Acara itu dilakukan secara simbolis dengan pelepasan balon ke udara. Setelah itu, Bambang menaiki perahu untuk menyusuri deretan mangrove (bakau) di sepanjang garis pantai. Ikut dalam rombongan itu adalah Yusak Anshori (kepala Surabaya Tourism Board), Camat Gunung Anyar Kanti Budiarti, dan pakar tata kota Johan Silas.

Mangrove di sini masih perawan,” ujar Bambang. Menurut dia, bakau di Gunung Anyar tersebut merupakan vegetasi yang sangat berguna bagi pengurangan abrasi laut. Selain itu, vegetasinya unik lantaran ada sembilan spesies yang hanya terdapat di Gunung Anyar.

Bambang berharap, selain tempat rekreasi, WAM bisa jadi area konservasi dan penelitian. Apalagi, sekarang banyak kelompok masyarakat yang peduli terhadap bakau.

Dia menambahkan, WAM memiliki potensi besar. Menurut dia, mangrove di Gunung Anyar tidak jauh beda dengan yang ditemuinya saat berkunjung ke Singapura dan Tiongkok beberapa waktu lalu. “Berarti, WAM bisa ditata seperti negara tetangga,” tuturnya.

Rencananya, beberapa bulan lagi dibangun satu menara pantau mangrove, yang berdaya pantau hingga Kenjeran, untuk melengkapi fasilitas wisata.

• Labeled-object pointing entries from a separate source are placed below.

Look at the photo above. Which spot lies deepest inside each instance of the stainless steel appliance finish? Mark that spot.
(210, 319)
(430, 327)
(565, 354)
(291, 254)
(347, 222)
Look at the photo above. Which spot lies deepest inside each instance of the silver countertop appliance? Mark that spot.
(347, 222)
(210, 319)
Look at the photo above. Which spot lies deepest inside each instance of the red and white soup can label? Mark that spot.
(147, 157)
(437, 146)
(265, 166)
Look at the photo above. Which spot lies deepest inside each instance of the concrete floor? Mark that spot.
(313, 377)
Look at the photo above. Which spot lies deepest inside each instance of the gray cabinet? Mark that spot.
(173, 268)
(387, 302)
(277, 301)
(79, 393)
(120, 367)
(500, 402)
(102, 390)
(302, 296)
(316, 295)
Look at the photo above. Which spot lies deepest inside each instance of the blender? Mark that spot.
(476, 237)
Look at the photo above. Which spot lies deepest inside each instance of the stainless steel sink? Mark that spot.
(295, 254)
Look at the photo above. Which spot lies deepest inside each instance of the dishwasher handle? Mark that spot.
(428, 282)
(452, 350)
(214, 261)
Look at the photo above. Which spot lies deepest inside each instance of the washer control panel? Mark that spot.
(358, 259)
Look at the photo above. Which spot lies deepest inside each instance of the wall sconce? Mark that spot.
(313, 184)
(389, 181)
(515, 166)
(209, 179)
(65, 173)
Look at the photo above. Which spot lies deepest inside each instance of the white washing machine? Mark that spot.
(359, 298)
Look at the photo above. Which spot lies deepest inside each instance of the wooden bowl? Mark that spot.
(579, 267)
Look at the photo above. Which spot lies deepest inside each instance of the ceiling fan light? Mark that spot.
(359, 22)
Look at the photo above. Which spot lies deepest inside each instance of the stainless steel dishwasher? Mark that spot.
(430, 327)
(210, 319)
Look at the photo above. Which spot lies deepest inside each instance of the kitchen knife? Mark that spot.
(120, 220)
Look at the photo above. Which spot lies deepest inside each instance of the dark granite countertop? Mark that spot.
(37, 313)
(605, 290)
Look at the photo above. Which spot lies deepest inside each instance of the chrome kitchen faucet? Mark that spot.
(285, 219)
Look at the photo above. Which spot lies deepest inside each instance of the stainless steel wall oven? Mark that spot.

Itu dibenarkan oleh Kanti. “Pemkot sangat mendukung,” ujarnya. Selama ini, WAM masih dikelola masyarakat sekitar. Awalnya, mangrove tersebut memang tidak dimaksudkan untuk pariwisata. Kebanyakan pengunjung datang dalam rangka penanaman mangrove. “Tapi, lama-kelamaan, setiap hari libur selalu banyak pengunjung,” ujar perempuan berjilbab tersebut. Kondisi itulah yang kemudian memberanikan kecamatan melapor ke Dinas Pariwisata Surabaya agar meresmikan tempat tersebut sebagai kawasan wisata.

Lurah Gunung Anyar Tambak Djaelani mengatakan bahwa hasil dari kunjungan di kawasan tersebut lumayan. WAM yang dikelola masyarakat dan diprakarsai Forum Kemitraan Polisi dan Masyarakat (FKPM) itu mulai ramai pada Juli 2009, bertepatan dengan selesainya pembangunan menara pantau mangrove.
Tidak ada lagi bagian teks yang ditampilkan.